Mais pour des oreilles novices, on aurait cru qu’un apparatchik du Hamas s’adressait au public.
Arrivé après une assez longue tournée à travers le monde arabe, Abbas a parlé comme s’il avait adopté les conditions du Hamas pour un cessez-le-feu avec Israël.
Il a mentionné les exigences du Hamas une par une – la levée du blocus sur Gaza, l’ouverture des passages aux frontières, la libération de prisonniers (y compris la quatrième phase annulée d’une libération précédemment planifiée).
Il a également utilisé la terminologie du mouvement islamique dans tout ce qui avait trait au conflit avec Israël et souligné combien l’unité palestinienne était forte.
A la seule exception qu’Abbas a ajouté une petite phrase illustrant la différence entre Gaza et Ramallah.
Il a appelé à une fin immédiate des combats et seulement après, il a parlé des exigences du Hamas. C’est dire qu’Abbas soutient toujours les efforts de la médiation menée par les Egyptiens pour arrêter les combats et non ceux de l’alliance Qatar-Turquie-Hamas.
Le discours d’Abbas était un câlin diplomatique magistralement exécuté. Officiellement, il fait plaisir au Hamas, mais en réalité, il est loin de le soutenir.
Abbas a bien dit lundi à la tête du bureau politique du Hamas, Khaled Meshaal, que son organisation devait cesser les combats immédiatement. Il a dit la même chose le lendemain dans son discours, bien qu’il ait modéré son langage.
Pourquoi donc Abbas suit-il tout de même le Hamas ? Abbas et la direction du Fatah comprennent que la situation à Gaza a entraîné un dramatique affaiblissement de leur position. Leur popularité a plongé. Les membres du personnel d’Abbas sont inquiets d’une enquête publiée mardi par l’Award Institute parmi les résidents de Cisjordanie qui indique une progression significative du statut du Hamas aux dépens de celui du Fatah.
Les chiffres de l’enquête racontent l’histoire de la guerre du point de vue palestinien et expliquent pourquoi le Hamas est si déterminé à continuer à combattre.
A la question « qui est en train de gagner la guerre », seulement 7 % répondent Israël, 58 % estiment qu’il s’agit du Hamas et 34 % disent ni l’un ni l’autre (1 % répondent qu’ils ne savent pas). Quand a été posée la question du rôle d’Abbas, seulement 16 % ont donné une réponse positive, à la différence de 59 % qui en ont donné une négative. En comparaison, pour ce qui concerne Khaled Meshaal, 66 % ont répondu positivement et seulement 10 % ont donné une réponse négative.

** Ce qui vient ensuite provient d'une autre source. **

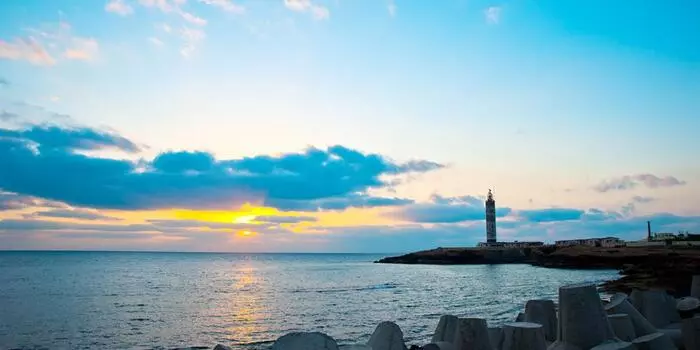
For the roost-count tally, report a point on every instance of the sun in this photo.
(244, 219)
(246, 233)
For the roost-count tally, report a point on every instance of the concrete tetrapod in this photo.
(544, 313)
(620, 305)
(473, 334)
(387, 336)
(441, 345)
(657, 306)
(615, 346)
(654, 341)
(695, 287)
(496, 337)
(446, 329)
(583, 323)
(691, 332)
(523, 336)
(305, 341)
(622, 326)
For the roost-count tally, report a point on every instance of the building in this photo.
(490, 219)
(491, 238)
(607, 242)
(515, 244)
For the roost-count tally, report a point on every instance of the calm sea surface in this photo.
(114, 300)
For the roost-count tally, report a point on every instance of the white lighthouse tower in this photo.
(490, 219)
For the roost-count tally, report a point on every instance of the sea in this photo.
(144, 300)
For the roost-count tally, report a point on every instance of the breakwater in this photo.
(668, 268)
(581, 320)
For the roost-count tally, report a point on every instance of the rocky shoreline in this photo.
(643, 268)
(644, 320)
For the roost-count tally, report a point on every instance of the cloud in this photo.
(167, 225)
(82, 49)
(193, 19)
(306, 6)
(54, 138)
(155, 41)
(26, 49)
(446, 210)
(337, 203)
(191, 39)
(285, 219)
(6, 116)
(46, 44)
(13, 201)
(225, 5)
(631, 181)
(391, 7)
(642, 199)
(119, 7)
(493, 14)
(550, 214)
(82, 214)
(45, 161)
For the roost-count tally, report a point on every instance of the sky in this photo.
(344, 125)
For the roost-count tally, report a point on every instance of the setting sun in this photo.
(246, 233)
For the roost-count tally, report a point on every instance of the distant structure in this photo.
(607, 242)
(490, 219)
(491, 240)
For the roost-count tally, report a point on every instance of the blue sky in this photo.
(581, 113)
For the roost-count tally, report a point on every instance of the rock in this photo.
(673, 331)
(472, 334)
(687, 306)
(622, 326)
(619, 304)
(523, 336)
(441, 345)
(654, 341)
(496, 337)
(695, 287)
(582, 321)
(544, 313)
(657, 306)
(305, 341)
(614, 346)
(691, 333)
(446, 329)
(387, 336)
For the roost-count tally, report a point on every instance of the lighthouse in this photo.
(490, 219)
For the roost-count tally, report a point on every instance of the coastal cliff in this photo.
(669, 268)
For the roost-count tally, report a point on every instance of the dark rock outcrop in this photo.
(668, 268)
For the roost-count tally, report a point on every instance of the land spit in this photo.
(650, 320)
(643, 268)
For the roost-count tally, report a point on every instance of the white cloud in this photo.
(155, 41)
(493, 14)
(225, 5)
(27, 49)
(391, 7)
(191, 38)
(82, 49)
(165, 27)
(306, 6)
(119, 7)
(192, 18)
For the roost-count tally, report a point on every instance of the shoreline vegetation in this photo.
(644, 268)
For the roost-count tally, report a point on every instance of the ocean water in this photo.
(119, 300)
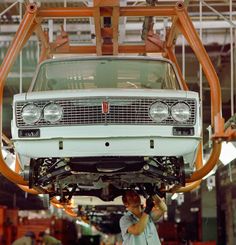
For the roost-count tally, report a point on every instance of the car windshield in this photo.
(105, 73)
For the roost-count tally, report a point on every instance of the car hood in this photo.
(105, 93)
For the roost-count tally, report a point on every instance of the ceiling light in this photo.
(228, 152)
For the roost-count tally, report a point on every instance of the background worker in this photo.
(27, 239)
(137, 225)
(46, 239)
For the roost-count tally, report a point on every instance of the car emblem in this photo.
(105, 107)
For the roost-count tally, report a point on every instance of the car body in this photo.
(99, 125)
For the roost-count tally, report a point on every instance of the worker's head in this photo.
(30, 234)
(131, 199)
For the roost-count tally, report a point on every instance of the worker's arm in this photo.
(159, 209)
(138, 228)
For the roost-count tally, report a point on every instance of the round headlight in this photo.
(180, 112)
(31, 113)
(159, 111)
(52, 112)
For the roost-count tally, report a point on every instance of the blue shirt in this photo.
(148, 237)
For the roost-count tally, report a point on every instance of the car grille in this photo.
(88, 111)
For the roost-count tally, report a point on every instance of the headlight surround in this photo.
(180, 112)
(52, 112)
(31, 113)
(159, 111)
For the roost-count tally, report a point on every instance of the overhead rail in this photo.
(181, 23)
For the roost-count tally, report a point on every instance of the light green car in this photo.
(99, 125)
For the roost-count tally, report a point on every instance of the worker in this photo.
(27, 239)
(137, 225)
(46, 239)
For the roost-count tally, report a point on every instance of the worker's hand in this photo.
(149, 205)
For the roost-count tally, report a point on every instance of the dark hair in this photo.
(41, 233)
(30, 234)
(126, 194)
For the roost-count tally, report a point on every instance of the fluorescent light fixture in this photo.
(78, 222)
(228, 152)
(174, 196)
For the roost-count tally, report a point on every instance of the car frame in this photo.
(106, 158)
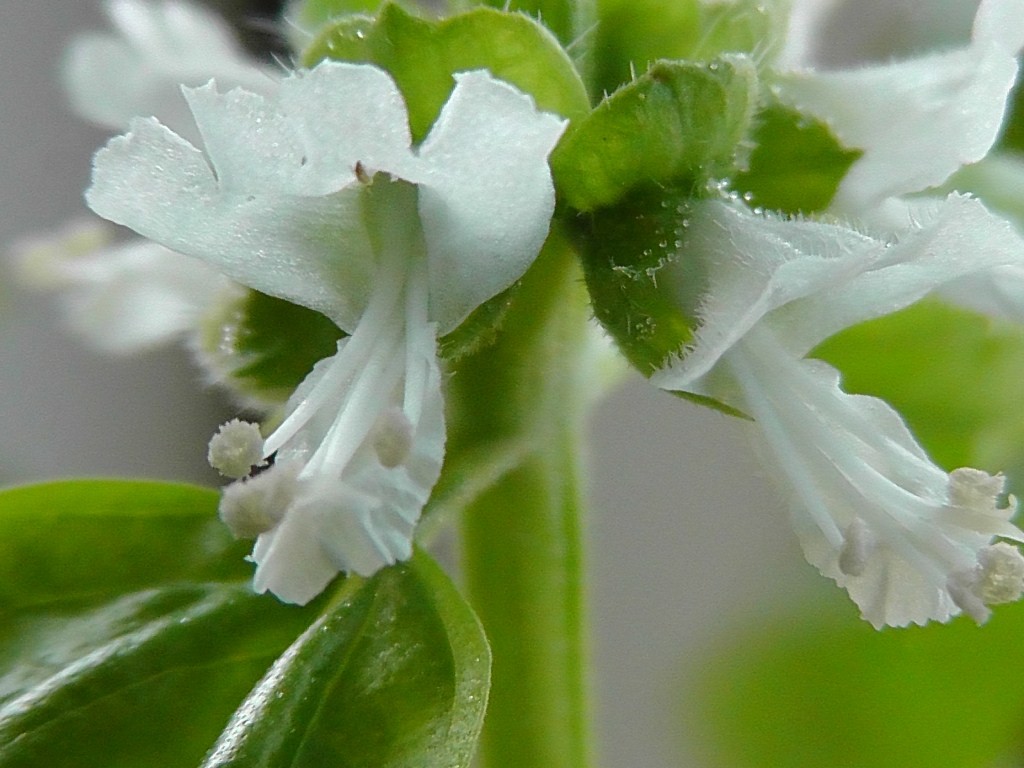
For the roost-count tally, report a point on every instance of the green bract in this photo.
(129, 634)
(796, 165)
(262, 347)
(125, 608)
(422, 55)
(632, 166)
(674, 128)
(632, 34)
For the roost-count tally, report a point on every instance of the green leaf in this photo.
(953, 375)
(568, 19)
(675, 127)
(262, 347)
(394, 673)
(825, 689)
(129, 634)
(634, 165)
(632, 34)
(422, 55)
(128, 630)
(796, 166)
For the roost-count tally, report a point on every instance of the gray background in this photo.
(687, 540)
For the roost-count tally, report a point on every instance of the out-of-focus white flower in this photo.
(316, 196)
(133, 295)
(122, 298)
(157, 46)
(909, 542)
(916, 120)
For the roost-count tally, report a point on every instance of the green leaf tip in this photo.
(674, 127)
(126, 622)
(423, 54)
(394, 672)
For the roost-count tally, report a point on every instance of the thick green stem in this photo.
(521, 538)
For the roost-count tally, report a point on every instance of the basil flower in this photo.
(316, 196)
(909, 542)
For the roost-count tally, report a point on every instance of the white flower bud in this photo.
(236, 449)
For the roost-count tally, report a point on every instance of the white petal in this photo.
(111, 79)
(486, 195)
(916, 121)
(962, 241)
(747, 266)
(871, 511)
(311, 251)
(308, 140)
(290, 561)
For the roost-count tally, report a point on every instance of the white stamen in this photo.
(256, 505)
(392, 437)
(236, 449)
(961, 588)
(878, 503)
(858, 545)
(975, 489)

Pour les rôles des différentes factions palestiniennes, 22 % ont dit que le rôle du Fatah était positif, ceci comparé aux 45 % qui ont dit penser qu’il était négatif et 32 % l’ont jugé neutre. Dans le même temps, 85 % ont affirmé que le Hamas fonctionne d’une manière positive, seulement 6 % ont répondu qu’elle était négative et 9 %, neutre. 31 % ont dit soutenir le Hamas et seulement 24 % ont dit être derrière le Fatah et d’autres divers groupes.